Ketua Umum DPP INSA Carmelita Hartoto mengatakan, partisipasi dalam APM 2026 menjadi momentum membangun komunikasi dan membuka kolaborasi strategis dengan pelaku maritim dunia di tengah persaingan global yang semakin ketat.
“Kehadiran INSA di ajang APM 2026 untuk membangun komunikasi, serta memperkuat posisi pelayaran Indonesia di tengah dinamika industri maritim global yang semakin kompetitif,” kata Carmelita, Jumat (27/3/2026).
INSA yang menaungi lebih dari 800 perusahaan pelayaran nasional memandang forum internasional tersebut sebagai referensi penting bagi pelaku usaha nasional untuk merespons tuntutan transformasi industri maritim. Carmelita mengatakan, forum global membuka ruang pertukaran wawasan teknologi, bisnis, dan strategi peningkatan daya saing pelayaran nasional.
“Selama tiga hari ajang APM 2026, delegasi INSA juga mengikuti berbagai agenda, seperti kunjungan ke paviliun negara-negara sahabat peserta untuk mempelajari inovasi yang dikembangkan di masing-masing negara,” katanya.

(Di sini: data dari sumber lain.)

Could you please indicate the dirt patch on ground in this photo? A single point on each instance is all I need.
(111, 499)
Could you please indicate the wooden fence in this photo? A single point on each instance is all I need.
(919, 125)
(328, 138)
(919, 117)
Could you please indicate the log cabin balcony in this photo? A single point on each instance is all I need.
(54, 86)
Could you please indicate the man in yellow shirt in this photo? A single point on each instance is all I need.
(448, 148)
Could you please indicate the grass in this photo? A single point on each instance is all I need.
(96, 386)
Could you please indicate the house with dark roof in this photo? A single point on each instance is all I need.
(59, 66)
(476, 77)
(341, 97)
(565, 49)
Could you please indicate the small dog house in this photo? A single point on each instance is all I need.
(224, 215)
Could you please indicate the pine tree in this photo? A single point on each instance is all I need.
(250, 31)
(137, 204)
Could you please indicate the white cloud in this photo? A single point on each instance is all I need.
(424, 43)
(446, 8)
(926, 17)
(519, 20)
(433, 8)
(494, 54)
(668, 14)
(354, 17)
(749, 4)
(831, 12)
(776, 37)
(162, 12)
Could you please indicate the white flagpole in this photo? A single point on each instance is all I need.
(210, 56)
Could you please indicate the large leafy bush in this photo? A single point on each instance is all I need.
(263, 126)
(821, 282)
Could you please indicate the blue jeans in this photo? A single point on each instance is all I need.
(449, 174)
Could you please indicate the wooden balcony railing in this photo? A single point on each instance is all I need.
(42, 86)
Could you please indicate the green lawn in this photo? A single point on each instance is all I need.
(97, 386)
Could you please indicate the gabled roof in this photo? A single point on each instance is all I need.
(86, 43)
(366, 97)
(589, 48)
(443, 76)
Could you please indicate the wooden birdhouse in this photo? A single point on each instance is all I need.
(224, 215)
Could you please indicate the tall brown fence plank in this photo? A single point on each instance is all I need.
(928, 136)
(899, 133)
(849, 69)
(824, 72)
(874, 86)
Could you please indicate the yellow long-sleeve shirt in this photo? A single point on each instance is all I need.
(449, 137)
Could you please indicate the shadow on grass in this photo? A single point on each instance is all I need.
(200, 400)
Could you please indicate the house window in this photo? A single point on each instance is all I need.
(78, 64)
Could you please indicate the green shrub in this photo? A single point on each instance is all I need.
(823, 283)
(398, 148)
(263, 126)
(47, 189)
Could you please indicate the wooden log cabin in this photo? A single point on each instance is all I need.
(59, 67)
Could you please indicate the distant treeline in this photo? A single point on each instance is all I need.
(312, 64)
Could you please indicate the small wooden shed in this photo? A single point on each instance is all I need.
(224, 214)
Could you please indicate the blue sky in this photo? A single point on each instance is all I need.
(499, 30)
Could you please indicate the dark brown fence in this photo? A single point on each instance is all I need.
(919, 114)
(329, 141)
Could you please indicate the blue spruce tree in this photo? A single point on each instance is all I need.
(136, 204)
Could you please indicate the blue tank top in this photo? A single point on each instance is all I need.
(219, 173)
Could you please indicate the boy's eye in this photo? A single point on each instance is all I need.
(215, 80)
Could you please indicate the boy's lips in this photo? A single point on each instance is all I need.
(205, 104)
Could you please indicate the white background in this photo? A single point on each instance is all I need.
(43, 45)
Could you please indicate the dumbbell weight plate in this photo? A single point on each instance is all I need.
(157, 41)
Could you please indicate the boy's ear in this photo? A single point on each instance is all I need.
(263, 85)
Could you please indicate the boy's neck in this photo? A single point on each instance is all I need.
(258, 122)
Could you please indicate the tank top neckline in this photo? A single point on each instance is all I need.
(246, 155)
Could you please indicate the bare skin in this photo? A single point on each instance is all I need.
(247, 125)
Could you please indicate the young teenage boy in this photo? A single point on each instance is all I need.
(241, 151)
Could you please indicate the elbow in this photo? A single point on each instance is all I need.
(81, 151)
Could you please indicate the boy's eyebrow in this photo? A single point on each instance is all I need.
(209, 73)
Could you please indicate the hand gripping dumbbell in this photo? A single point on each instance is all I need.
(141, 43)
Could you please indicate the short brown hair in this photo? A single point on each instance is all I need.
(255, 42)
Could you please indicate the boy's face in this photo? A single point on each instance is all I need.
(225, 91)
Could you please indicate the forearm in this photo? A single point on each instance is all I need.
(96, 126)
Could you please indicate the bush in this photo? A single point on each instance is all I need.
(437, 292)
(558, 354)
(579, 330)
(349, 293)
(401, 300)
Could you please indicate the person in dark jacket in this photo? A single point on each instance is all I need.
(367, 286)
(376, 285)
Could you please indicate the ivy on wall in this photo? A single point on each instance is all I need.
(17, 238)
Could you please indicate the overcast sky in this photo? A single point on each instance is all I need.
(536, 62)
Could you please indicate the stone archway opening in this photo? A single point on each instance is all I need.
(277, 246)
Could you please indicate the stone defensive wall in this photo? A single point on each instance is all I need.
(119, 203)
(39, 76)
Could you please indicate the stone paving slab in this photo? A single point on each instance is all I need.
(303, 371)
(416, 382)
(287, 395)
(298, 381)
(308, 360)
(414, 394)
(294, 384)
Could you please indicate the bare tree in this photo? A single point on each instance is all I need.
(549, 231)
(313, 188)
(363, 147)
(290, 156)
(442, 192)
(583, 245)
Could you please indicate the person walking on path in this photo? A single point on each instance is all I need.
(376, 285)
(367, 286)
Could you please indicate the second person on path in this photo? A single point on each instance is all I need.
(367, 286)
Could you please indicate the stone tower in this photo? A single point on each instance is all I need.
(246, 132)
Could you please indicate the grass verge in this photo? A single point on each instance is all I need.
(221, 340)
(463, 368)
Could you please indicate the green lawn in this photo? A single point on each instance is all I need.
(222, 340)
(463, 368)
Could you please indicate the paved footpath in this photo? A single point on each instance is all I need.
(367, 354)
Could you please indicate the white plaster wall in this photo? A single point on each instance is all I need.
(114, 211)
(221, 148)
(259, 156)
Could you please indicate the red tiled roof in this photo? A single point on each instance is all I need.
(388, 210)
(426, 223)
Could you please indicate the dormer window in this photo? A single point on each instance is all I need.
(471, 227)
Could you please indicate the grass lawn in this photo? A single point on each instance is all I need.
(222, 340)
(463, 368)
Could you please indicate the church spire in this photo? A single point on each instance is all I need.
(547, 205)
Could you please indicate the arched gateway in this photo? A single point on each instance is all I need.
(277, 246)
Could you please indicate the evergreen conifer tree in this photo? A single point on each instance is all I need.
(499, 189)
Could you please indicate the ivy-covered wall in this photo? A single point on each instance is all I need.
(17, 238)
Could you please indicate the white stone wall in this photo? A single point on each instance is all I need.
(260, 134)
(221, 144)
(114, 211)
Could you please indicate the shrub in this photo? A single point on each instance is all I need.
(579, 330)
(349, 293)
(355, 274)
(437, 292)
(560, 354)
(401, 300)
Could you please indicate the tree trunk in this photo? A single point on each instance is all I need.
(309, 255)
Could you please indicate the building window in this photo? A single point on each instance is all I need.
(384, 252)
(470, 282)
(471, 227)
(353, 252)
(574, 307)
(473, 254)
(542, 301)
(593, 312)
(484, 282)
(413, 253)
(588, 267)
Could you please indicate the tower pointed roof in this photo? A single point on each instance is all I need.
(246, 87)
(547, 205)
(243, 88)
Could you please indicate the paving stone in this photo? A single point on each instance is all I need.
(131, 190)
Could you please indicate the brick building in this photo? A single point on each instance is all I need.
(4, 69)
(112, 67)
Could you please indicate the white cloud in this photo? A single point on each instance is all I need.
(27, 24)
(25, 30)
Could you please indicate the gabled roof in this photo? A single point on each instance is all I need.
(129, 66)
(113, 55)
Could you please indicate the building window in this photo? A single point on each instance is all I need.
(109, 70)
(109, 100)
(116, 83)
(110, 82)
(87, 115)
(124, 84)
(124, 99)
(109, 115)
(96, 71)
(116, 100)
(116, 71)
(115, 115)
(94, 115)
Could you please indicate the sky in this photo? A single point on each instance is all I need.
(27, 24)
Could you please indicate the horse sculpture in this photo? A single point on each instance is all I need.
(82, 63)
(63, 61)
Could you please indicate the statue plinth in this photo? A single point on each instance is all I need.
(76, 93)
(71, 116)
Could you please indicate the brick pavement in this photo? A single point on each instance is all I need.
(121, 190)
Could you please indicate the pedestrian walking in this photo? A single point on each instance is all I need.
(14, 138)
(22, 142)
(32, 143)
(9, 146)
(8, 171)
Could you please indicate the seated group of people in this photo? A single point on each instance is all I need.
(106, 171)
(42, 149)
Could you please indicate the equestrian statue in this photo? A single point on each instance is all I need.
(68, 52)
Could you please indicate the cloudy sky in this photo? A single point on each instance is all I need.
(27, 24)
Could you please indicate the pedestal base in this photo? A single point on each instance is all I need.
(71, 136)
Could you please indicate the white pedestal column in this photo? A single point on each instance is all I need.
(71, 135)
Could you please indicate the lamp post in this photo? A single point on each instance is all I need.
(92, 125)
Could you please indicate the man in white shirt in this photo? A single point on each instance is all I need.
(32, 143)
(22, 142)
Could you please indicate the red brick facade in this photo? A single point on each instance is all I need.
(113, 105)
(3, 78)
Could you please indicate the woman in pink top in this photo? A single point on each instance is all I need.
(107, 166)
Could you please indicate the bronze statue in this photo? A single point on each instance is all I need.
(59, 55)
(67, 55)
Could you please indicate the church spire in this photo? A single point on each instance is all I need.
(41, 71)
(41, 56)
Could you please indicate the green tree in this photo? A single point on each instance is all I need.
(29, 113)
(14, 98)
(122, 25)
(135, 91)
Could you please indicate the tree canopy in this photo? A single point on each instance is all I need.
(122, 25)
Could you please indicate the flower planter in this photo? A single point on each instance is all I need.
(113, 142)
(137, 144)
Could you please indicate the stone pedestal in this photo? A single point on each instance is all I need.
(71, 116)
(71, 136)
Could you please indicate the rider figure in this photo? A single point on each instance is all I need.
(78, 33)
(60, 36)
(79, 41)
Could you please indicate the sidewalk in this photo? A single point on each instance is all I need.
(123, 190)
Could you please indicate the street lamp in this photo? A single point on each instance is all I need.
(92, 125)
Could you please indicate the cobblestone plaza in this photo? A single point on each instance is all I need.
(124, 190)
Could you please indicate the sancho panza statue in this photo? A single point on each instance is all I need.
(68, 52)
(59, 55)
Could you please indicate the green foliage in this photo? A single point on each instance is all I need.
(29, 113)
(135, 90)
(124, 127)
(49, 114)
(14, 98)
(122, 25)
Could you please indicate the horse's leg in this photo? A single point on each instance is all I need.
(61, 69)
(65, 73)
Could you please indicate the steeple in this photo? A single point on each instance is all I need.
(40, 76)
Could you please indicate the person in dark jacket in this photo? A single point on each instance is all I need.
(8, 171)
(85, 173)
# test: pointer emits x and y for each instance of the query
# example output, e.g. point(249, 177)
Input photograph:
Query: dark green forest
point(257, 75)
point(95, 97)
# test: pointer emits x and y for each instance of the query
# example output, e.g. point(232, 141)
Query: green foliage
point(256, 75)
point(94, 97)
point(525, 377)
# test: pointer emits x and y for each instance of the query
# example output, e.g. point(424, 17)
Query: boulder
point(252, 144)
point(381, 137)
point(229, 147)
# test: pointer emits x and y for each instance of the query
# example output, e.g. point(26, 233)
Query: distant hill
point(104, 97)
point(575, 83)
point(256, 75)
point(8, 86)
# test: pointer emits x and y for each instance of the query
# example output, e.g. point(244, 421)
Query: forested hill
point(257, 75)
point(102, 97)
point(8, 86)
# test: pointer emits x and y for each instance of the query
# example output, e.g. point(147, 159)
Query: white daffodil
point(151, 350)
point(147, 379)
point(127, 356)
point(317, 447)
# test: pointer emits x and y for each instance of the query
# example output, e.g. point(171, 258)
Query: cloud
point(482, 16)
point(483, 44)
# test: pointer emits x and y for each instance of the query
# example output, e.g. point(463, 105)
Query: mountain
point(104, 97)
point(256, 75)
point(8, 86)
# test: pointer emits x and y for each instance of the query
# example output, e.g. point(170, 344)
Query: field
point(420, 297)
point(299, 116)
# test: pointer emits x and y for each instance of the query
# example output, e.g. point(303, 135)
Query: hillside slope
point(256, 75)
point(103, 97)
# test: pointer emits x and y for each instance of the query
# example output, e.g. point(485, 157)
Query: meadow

Paviliun INSA juga menjadi ruang komunikasi antara anggota asosiasi dengan pemangku kepentingan maritim internasional. Sejumlah tokoh maritim mengunjungi paviliun tersebut, termasuk Duta Besar Indonesia untuk Singapura Hotmangaradja Pandjaitan, CEO Maritime and Port Authority of Singapore Ang Wee Keong, serta Sekretaris Jenderal FASA Loh Chun How.
“Pertemuan ini dimanfaatkan untuk bertukar pandangan mengenai dinamika industri pelayaran di tengah kondisi global saat ini, sekaligus memperkuat dukungan dan kolaborasi antar asosiasi pelayaran di kawasan,” kata Carmelita.
Delegasi INSA juga memperoleh undangan mengunjungi fasilitas galangan kapal PaxOcean di Singapura yang baru mengoperasikan fasilitas terbarunya. Kunjungan ini memberikan gambaran langsung mengenai perkembangan teknologi pembangunan dan reparasi kapal modern.
Keterlibatan INSA turut terlihat dalam sesi panel diskusi APM 2026 ketika Ketua Pokja Bidang Dekarbonisasi DPP INSA Ghanny Zeng menjadi panelis dalam diskusi bertajuk “What Will Unlock Capital for Shipowners in 2026?”. Forum tersebut membahas tantangan pendanaan dan transformasi industri pelayaran menuju masa depan rendah emisi.
“Dalam kesempatan ini, INSA juga menawarkan kerja sama kepada pelaku industri regional global dalam penyelenggaraan Indonesia Maritime Week yang rencananya akan digelar pada 2027 di Indonesia,” kata Carmelita.
Berangkat dari kesuksesan Indonesia Maritime Week 2025, INSA berharap ajang berikutnya dapat menjadi ruang pertukaran gagasan, teknologi, dan peluang bisnis sektor maritim nasional maupun global. APM 2026 diikuti lebih dari 20.000 peserta dari berbagai negara dan menjadi salah satu forum maritim terbesar di kawasan Asia Pasifik.